Beer: Red Ryder Ale
Brewery: Tenaya Creek Brewery, Las Vegas, Nevada
|First in a series of 2: Pictures of beer in flimsy plastic Motel 6 cups. Motel 6 has crummy lighting; the beer is still pretty dark, but it's hard to see the redness here.|
The wife and I recently returned from a monster road trip through the American Southwest. Our primary goal was to see a bunch of national parks, but along the way I was excited to pick up beers from states that don’t “export” to California. Shockingly, two of the three states that border California—Nevada and Arizona—don’t ship beer there (as far as I know, anyway).
First stop here is Nevada, where I picked up a big bottle of Red Ryder Ale from Tenaya Creek Brewery in Las Vegas. We had originally planned on spending our first night in Vegas, in which case I would have drunkenly roamed the strip, taking swigs off the Red Ryder—Vegas has no open container law—all the while snickering at pear-shaped 50-somethings from Omaha with their brand-new, glistening white Avia sneakers.
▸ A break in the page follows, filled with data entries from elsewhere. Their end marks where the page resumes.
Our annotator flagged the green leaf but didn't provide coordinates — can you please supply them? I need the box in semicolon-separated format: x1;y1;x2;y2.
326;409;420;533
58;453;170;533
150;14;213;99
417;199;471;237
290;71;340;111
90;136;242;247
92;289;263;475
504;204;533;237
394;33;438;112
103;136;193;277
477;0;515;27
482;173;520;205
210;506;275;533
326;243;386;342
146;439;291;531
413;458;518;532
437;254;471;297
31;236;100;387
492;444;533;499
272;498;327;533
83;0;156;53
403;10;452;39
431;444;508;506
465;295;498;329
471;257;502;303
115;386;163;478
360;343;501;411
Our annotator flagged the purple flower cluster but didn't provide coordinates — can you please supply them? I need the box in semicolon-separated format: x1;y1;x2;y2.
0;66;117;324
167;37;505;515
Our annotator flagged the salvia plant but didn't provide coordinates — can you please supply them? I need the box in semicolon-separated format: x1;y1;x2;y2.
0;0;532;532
However, Zion National Park, in far-more-sober Utah beckoned the next day, and we decided it would be better experienced sans hangover. So, instead of a series of hilarious pictures of me making an ass out of myself in front of billion-dollar casinos, we stopped in Vegas long enough to pick up the beer, and continued on to St. George, Utah for the night.
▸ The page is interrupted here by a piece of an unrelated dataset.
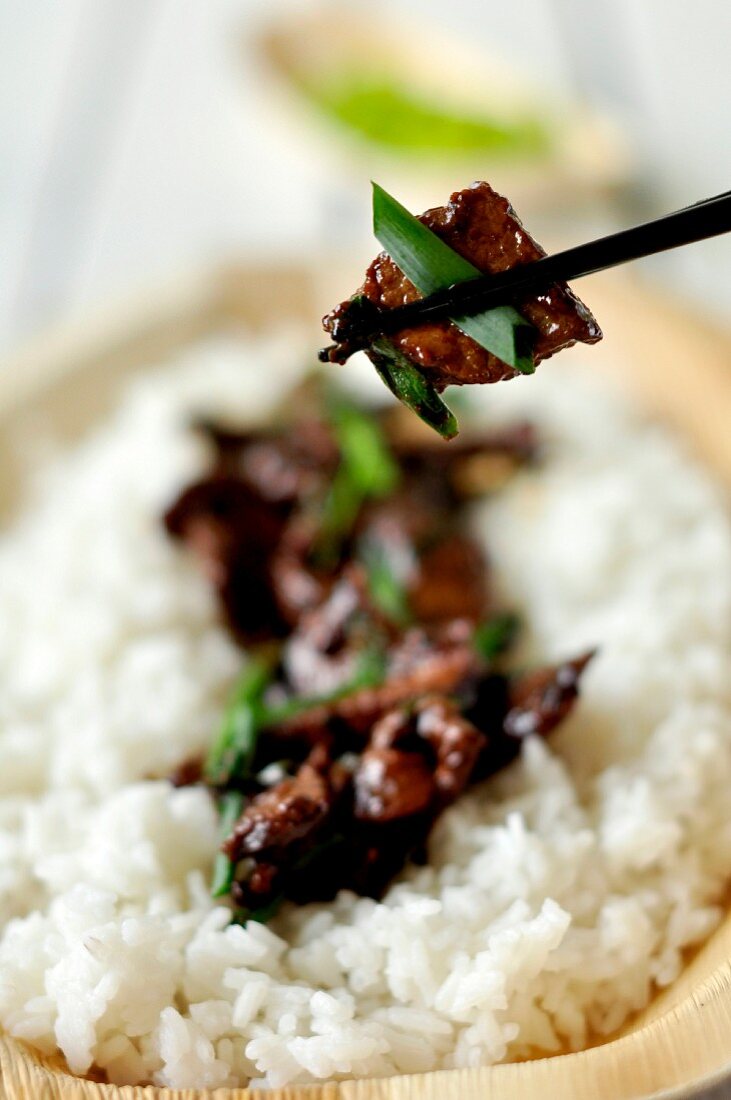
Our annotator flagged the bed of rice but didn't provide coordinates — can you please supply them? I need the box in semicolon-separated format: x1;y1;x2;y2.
0;335;729;1090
|Swing and a miss, Whole Foods.|
For a state whose primary source of income depends on debauchery, it’s surprising that Nevada has so few breweries. The Beer Mapping Project lists only four packaging breweries in the state, three of which are in Metro Las Vegas. The business model should be easy, though: brew your beer, design eye-catching packaging, and have hip, 20-somethings (so, not me) walk up and down the Strip drinking the stuff. (Almost) Free advertising!
|What the hell, Nevada? From from my favorite web site on the planet, The Beer Mapping Project.|
The marketing for Red Ryder is a little different. On Tenaya Creek’s bottle and web site, she comes across as a bit of a floozy. But that’s okay, and it’s befitting of Vegas. Like these girls, she’s only allowed to ply her trade in Nevada, and this geographic limitation makes her somewhat of an attraction.
|I guess she did give me what I want: a gosh-damn beer from Nevada.|
But seriously, how’s the beer? In this case, really good. This is not your standard red ale. Instead, it’s darker, thicker, maltier, hoppier, and altogether more substantial than what I’m used to. Though I don’t recall any silk sheets or smoke clearing, I did enjoy the experience.